Gamer gate: Hate in gamer communities, the case of the kiA subreddit

The datastory: https://epfl-ada.github.io/ada-2025-project-othertagada/

Abstract

The aim of this project will be to understand the events and mechanisms in and around the "Gamer gate", an online harassement campaign against feminism, diversity, and progressivism in video game culture, that was present on multiple online platforms, including reddit. We chose this topic because "Gamer gate" functions as a "model", i.e., a blueprint for the coordinated, polarized hate campaigns we see on social media today. More specifically, we want to examine the evolution of the campaign, using data to uncover how the event unfolded across the platform and how various communities responded, interacted, and influenced each other during the escalation. The goal of our project is to be able to better understand hate on the internet and maybe find mitigation strategies.

Research questions

To what extent do linguistic patterns and user sentiment diverge between Pro-GamerGate (KiA) and Anti-GamerGate (GiA) communities ? How does this compare to other related subreddits ?
Is the hostility and negative sentiment in GamerGate debates widely distributed across the user base, or disproportionately generated by a hyper-active core of ‘super-participants’ that create the majority of posts ?
To what extent do Pro- and Anti-GamerGate communities function as linguistic echo chambers? Can a classifier distinguish between posts from r/KotakuInAction and r/GamerGhazi with high accuracy, indicating a distinct separation in vocabulary and rhetoric?
A lot of articles such as this post suggest that gamergate was just a strategy headed by extremists to spread ideas and recruit more people to their cause. Did that work out ? To which extent did the gaming community involved in the gamergate controversy get influenced towards alt-right spheres ?
What happens of subreddits created to discuss of specific events when the events aer not longer relevant? Do they become totally inactive? If not what are the topics of discussion?

Additional datasets

Pushshift: this dataset been generated by pushshift, which uses the Reddit API to extract and save post data to create a snapshot of Reddit accessible to the public (obtained here). We selected the same period of time as the first dataset (Jan 2014 to April 2017). It contains a log and metadata of all posts made during the time period, including usernames, titles, post bodies and more! This enables us to do a lot more analysis on the text content (for example keyword analysis), on users, since we can track their posts using the username and total post volume over time.

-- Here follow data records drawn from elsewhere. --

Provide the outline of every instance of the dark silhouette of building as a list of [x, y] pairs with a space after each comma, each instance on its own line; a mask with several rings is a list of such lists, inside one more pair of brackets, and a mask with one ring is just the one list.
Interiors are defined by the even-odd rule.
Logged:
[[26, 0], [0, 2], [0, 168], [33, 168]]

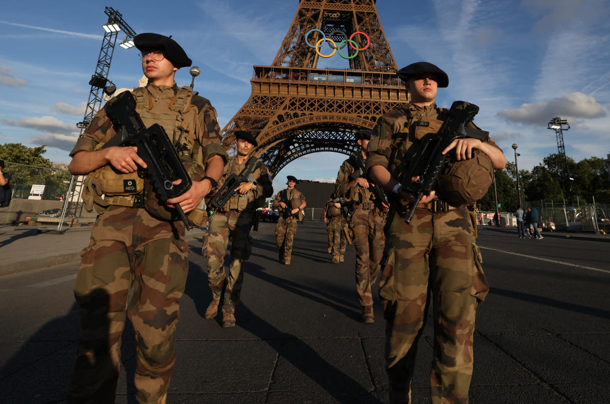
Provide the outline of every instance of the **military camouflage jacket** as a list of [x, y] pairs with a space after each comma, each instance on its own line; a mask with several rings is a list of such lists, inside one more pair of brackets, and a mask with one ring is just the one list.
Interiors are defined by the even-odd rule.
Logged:
[[[348, 184], [352, 181], [350, 179], [350, 176], [356, 170], [353, 161], [358, 157], [358, 153], [360, 153], [361, 152], [359, 151], [353, 153], [350, 158], [341, 165], [339, 172], [337, 174], [337, 181], [335, 182], [335, 195], [350, 201], [356, 201], [357, 203], [374, 202], [375, 197], [368, 189], [357, 184], [353, 187], [348, 187]], [[365, 164], [366, 159], [364, 162]]]
[[[367, 168], [382, 165], [395, 178], [403, 181], [403, 173], [408, 168], [409, 148], [426, 134], [437, 132], [447, 111], [436, 104], [420, 107], [407, 103], [379, 118], [368, 142]], [[418, 122], [427, 123], [426, 126]], [[491, 138], [489, 143], [495, 145]]]
[[[218, 182], [218, 187], [221, 187], [231, 174], [239, 175], [246, 167], [247, 162], [246, 158], [241, 164], [239, 164], [236, 156], [229, 157], [229, 162], [224, 166], [224, 172], [223, 178]], [[262, 162], [259, 162], [254, 165], [254, 169], [251, 175], [256, 181], [256, 186], [243, 195], [236, 192], [223, 207], [223, 212], [232, 210], [239, 212], [255, 211], [263, 206], [265, 204], [265, 199], [273, 194], [273, 186], [269, 176], [269, 171]]]
[[305, 202], [305, 197], [301, 193], [301, 191], [296, 188], [293, 188], [292, 189], [286, 188], [278, 192], [277, 195], [275, 195], [274, 201], [281, 202], [284, 200], [283, 197], [285, 195], [286, 195], [286, 198], [290, 201], [290, 203], [287, 204], [288, 209], [285, 209], [281, 206], [278, 208], [284, 214], [284, 217], [289, 215], [290, 211], [295, 207], [298, 207], [301, 206], [301, 203]]
[[[220, 128], [218, 126], [216, 110], [210, 101], [203, 97], [194, 95], [188, 92], [190, 104], [185, 108], [175, 111], [174, 107], [179, 90], [175, 82], [171, 86], [157, 86], [152, 83], [144, 88], [134, 88], [132, 93], [138, 100], [138, 111], [146, 126], [159, 123], [174, 145], [179, 154], [190, 154], [198, 148], [197, 156], [192, 156], [198, 164], [204, 166], [206, 162], [214, 156], [221, 156], [225, 162], [226, 152], [221, 146]], [[140, 99], [143, 99], [146, 107], [140, 109]], [[156, 118], [151, 118], [154, 116]], [[106, 109], [102, 108], [92, 120], [82, 137], [77, 140], [70, 156], [79, 151], [90, 151], [96, 146], [106, 143], [117, 131], [113, 127]], [[198, 144], [199, 147], [196, 147]]]

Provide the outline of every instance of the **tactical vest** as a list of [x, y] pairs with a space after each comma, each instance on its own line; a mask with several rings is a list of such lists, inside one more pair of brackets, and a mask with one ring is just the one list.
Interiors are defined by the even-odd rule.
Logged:
[[[360, 153], [360, 151], [357, 153]], [[357, 171], [359, 168], [358, 165], [355, 161], [355, 159], [356, 156], [352, 154], [350, 156], [350, 158], [346, 161], [353, 168], [354, 171]], [[362, 178], [366, 178], [366, 176], [364, 174], [363, 174], [362, 176]], [[366, 188], [357, 185], [354, 187], [352, 187], [348, 190], [347, 197], [350, 201], [356, 201], [358, 203], [369, 203], [375, 201], [375, 197], [373, 196], [373, 192]]]
[[[415, 120], [408, 107], [401, 110], [407, 115], [409, 124], [409, 142], [403, 139], [396, 145], [390, 155], [390, 161], [394, 161], [400, 167], [398, 170], [405, 172], [409, 162], [412, 157], [417, 146], [422, 138], [430, 133], [437, 133], [442, 126], [442, 118], [449, 110], [437, 108], [437, 118], [420, 117]], [[439, 119], [440, 118], [441, 119]], [[476, 127], [473, 123], [469, 124]], [[402, 154], [401, 156], [401, 154]], [[483, 151], [475, 149], [473, 158], [456, 161], [453, 151], [450, 152], [441, 171], [435, 190], [439, 198], [450, 205], [460, 206], [475, 203], [487, 193], [493, 181], [493, 168], [491, 161]], [[401, 181], [404, 179], [401, 178]]]
[[[190, 87], [184, 86], [178, 89], [167, 112], [151, 110], [152, 101], [146, 87], [135, 88], [132, 93], [136, 101], [135, 110], [145, 126], [148, 128], [154, 123], [162, 126], [193, 181], [203, 179], [205, 169], [200, 145], [194, 135], [190, 135], [196, 130], [198, 113], [196, 108], [191, 107], [193, 93]], [[104, 143], [98, 144], [96, 150], [103, 145]], [[90, 174], [85, 181], [84, 186], [88, 189], [86, 193], [93, 194], [94, 197], [97, 195], [95, 198], [95, 208], [99, 213], [105, 211], [110, 204], [137, 206], [139, 198], [143, 200], [143, 207], [151, 215], [165, 220], [179, 220], [175, 209], [170, 209], [163, 201], [160, 201], [152, 185], [140, 178], [137, 171], [124, 174], [109, 165]], [[143, 196], [140, 197], [143, 193]], [[101, 194], [105, 195], [103, 200], [99, 198]], [[87, 207], [90, 204], [87, 204]], [[196, 225], [202, 223], [199, 217], [201, 211], [195, 209], [188, 215]], [[205, 221], [204, 218], [203, 220]]]

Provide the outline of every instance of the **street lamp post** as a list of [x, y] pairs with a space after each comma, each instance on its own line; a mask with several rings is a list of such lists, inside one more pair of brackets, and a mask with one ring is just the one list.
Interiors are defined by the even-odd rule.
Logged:
[[517, 177], [517, 195], [518, 197], [518, 205], [523, 209], [523, 206], [521, 204], [521, 186], [519, 185], [519, 166], [517, 164], [517, 156], [521, 156], [519, 153], [517, 153], [517, 143], [512, 143], [512, 148], [515, 151], [515, 174]]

To make it easier to work with the Pushshift dataset, we only kept the following attributes:

Label	Description
SUBREDDIT	The subreddit of the post
USERNAME	Username of the post author
POST_ID	Unique id of the post
TIMESTAMP	Time of the post
TITLE	Text of the post title
BODY_TEXT	Text of the post body
NUM_COMMENTS	Number of comments under the post

Methods

To make it easier to work with our datasets and to focus our attention on relevant data:

Keep only the posts of the top 10 subreddits that interact the most with either r/kotakuinaction (main pro-GamerGate subreddit) or r/gamerghazi (main counterpart of kotakuinaction)

To understand the "players" and their relationships:

User Similarity: A heatmap of user similarity is generated to measure the overlap of user bases between different subreddits.
Clustering: Users are clustered using data_gamergate (large) based on behavioral features, including: Average link sentiment and LIWC
Activity Metrics: Histograms of posts per user are compared between KotakuInAction (KiA) and GamerGhazi (GiA), cross-referenced with link sentiment to identify if high-volume users drive negativity.
Deleted Content Analysis: Comparison of deleted vs. non-deleted users/posts to check for differences using LIWC.

To map "how it played out" over time:

Event Detection: Identification of spikes in total post volume correlated with a timeline of real-world GamerGate events.
Dynamic Network Visualization: A network graph with a time slider to visualize the structural evolution of the community.

Linguistic & Sentiment Analysis To analyze speech patterns and misogyny:

Statistical Hypothesis Testing (T-tests): The distribution of LIWC categories (Sexual, Swear, Anger, Sad) in KiA is compared against the global distribution using T-tests (p-values) to quantitatively verify if the discourse in KiA is distinct (e.g., significantly more toxic or misogynistic).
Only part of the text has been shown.